Solicitors in London are turning down new instructions for defendants accused of assaults on emergency workers and harassment offences in an escalating dispute over legal aid fees.
Criminal defence lawyers in the capital are already refusing burglary cases because they say legal aid fees are too low.
Hesham Puri, head of the London Criminal Courts Solicitors’ Association (LCCSA), said: “The impact will be people being unrepresented and huge delays for victims and witnesses. Of course, we don’t want that, but the work is just so badly paid. The entire system is broken from years of underfunding and lawyers have had enough.
“If we don’t fight for the future of our ailing profession now, in five years’ time police stations and magistrates courts will no longer have proper access to justice. Victims, witnesses and defendants will then lose out.”

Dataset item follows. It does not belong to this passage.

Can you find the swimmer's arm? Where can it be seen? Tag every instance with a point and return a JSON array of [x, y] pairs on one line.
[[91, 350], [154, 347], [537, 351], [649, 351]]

The action comes as barristers last week began walkouts over low legal aid fees which, they warn, are driving new recruits out of the profession. The disputes may increase the backlogs in the crown courts in England and Wales of about 58,000 cases.
An independent review by the former judge Sir Christopher Bellamy published in December last year recommended a 15% increase as soon as possible for barristers and solicitors. He said it would cost about £135m.

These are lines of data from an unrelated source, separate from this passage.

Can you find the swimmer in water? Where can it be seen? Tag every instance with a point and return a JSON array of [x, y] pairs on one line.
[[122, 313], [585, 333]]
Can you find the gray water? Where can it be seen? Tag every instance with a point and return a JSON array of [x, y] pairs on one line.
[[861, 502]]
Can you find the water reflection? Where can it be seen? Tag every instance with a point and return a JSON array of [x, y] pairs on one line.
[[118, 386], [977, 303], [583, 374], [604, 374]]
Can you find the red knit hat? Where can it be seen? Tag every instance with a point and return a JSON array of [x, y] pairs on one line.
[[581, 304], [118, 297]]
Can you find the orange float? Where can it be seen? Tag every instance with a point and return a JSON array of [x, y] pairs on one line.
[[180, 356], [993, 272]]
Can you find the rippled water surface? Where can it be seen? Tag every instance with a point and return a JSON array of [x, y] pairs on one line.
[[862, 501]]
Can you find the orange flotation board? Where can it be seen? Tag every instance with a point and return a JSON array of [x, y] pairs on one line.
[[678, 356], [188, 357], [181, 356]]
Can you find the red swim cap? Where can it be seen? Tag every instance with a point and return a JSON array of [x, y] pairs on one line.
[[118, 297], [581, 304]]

The Ministry of Justice says it is providing the extra funding recommended by Bellamy and the action by lawyers was threatening progress in clearing the court backlog. It says the increased investment in legal aid is the biggest rise in a decade. The Law Society has said the changes are welcome, but it wants a 15% increase for all legal aid fees.
Bellamy’s report identified the challenges in recruiting young lawyers to legal aid firms who typically earn about £18,000 a year during training and £25,000 on qualification. In contrast, one City law firm is reported to be offering junior lawyers starting salaries of £120,000 a year.
A Law Society response to the Bellamy review said that in Norfolk, Suffolk, Cornwall and Worcestershire there are no criminal law solicitors aged under 35 who are practising. In 2019, 62% of duty solicitors were aged 45 or over.
Nazir Afzal, a former chief crown prosecutor for north-west England, said the failure to invest in the legal aid budget had made it uneconomic for legal firms to work on many cases.
He said: “Young criminal solicitors are a dying breed because the profession does not pay enough. It will mean miscarriages of justice as a result.”
The LCCSA says an independent board should review legal aid fees annually and there has been no rise in standard legal aid fees for magistrates courts since 1996. It claims they were reduced by nearly 9% in 2014.
The Ministry of Justice said it was fast-tracking legislation so criminal solicitors would receive a 15% increase for work in police stations and magistrates courts. Other reforms to solicitor pay are under consideration.